Lawmakers have refused to divulge details of their negotiations over what a spending cap would look like, but Republicans have dusted off a constitutional amendment from last year, ACA 19, as a blueprint for what they would like.
In that bill, sponsored by Assembly Minority Leader Mike Villines, R-Fresno, government spending would be allowed to grow by about 5 percent from the previous year, based on inflation and population growth.
Any revenues collected above that 5 percent would be placed in a budget stabilization fund, to be used in years when revenues are low. Other extra revenue would be used to pay off debt and returned to taxpayers.
"I don’t know why Republicans took so long to get around to this," said Tony Quinn, co-editor for the California Target Book and former GOP legislative staff member. "We’ve been chasing our own tails for 10 years, where the level of spending annually exceeds revenues. I don’t think Democrats can resist this. The public’s going to say let’s cap spending."
A Democratic analysis of Villines’ bill predicted that school funding would take an ever increasing share of the general fund budget, thus crowding out spending for other areas such as higher education, the environment, health care and transportation.
Spending limits would "lead to dramatic cuts to every area of the budget, an inability to invest in education and infrastructure, and economic uncertainty," the analysis said.
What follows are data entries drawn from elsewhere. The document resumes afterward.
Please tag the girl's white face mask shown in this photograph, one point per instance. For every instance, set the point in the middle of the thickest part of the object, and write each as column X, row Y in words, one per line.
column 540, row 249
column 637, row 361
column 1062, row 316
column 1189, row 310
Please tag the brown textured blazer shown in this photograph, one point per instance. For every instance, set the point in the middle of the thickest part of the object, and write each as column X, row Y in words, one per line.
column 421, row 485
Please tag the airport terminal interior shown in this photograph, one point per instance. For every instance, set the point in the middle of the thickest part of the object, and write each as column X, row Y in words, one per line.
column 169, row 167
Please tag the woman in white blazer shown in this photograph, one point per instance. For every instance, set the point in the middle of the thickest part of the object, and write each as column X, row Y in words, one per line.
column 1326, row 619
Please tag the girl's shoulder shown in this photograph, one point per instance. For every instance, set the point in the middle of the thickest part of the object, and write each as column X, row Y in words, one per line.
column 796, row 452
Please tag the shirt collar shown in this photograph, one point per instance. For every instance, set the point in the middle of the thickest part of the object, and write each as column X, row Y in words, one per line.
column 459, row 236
If that were to happen, lawmakers probably would be compelled to suspend the Proposition 98 guarantee to ease cuts on other services, effectively eliminating the guaranteed funding for schools. Some Democrats say they won’t allow that to happen; that the only spending cap they’ll agree to is one that has enough flexibility to respond to fiscal emergencies.
"If they’re talking about limiting our contributions to education — that’s a line in the sand for some of us," said Assemblyman Sandre Swanson, D-Oakland, who serves on the Assembly budget committee. "If they’re talking about a spending cap that’s not flexible enough to deal with an economic crisis, it’s unrealistic. So, how would it be written?"
The growing elderly population would be at greatest risk with a spending cap, said Jean Ross, executive director of the California Budget Project.
"The fastest growing part of our population are the old and very old," Ross said. "And they’re disproportionate users of services — those services with costs that going up much faster than inflation."
Health care costs, which include nursing home care and prescriptions for medication, have risen at a far greater rate than 5 percent and are expected to continue to grow in the future as the baby boomer generation heads into its retirement years, Ross said.
Any spending limitation agreement, she said, "is implicitly saying we’re going to do dramatic cuts" on services the state provides to the elderly.
"This would be extraordinarily shortsighted and would severely limit California’s ability to have a reasonable quality of life or to meet the demands of a growing, aging and diverse population," Ross said. "We would be essentially trading the future for getting through this budget crisis. I don’t think that’s a wise trade."
The California Budget Project produced a study showing that if a spending cap had been enacted in 1995, the state’s general fund spending would have been $31 billion less than this year’s $102 billion budget.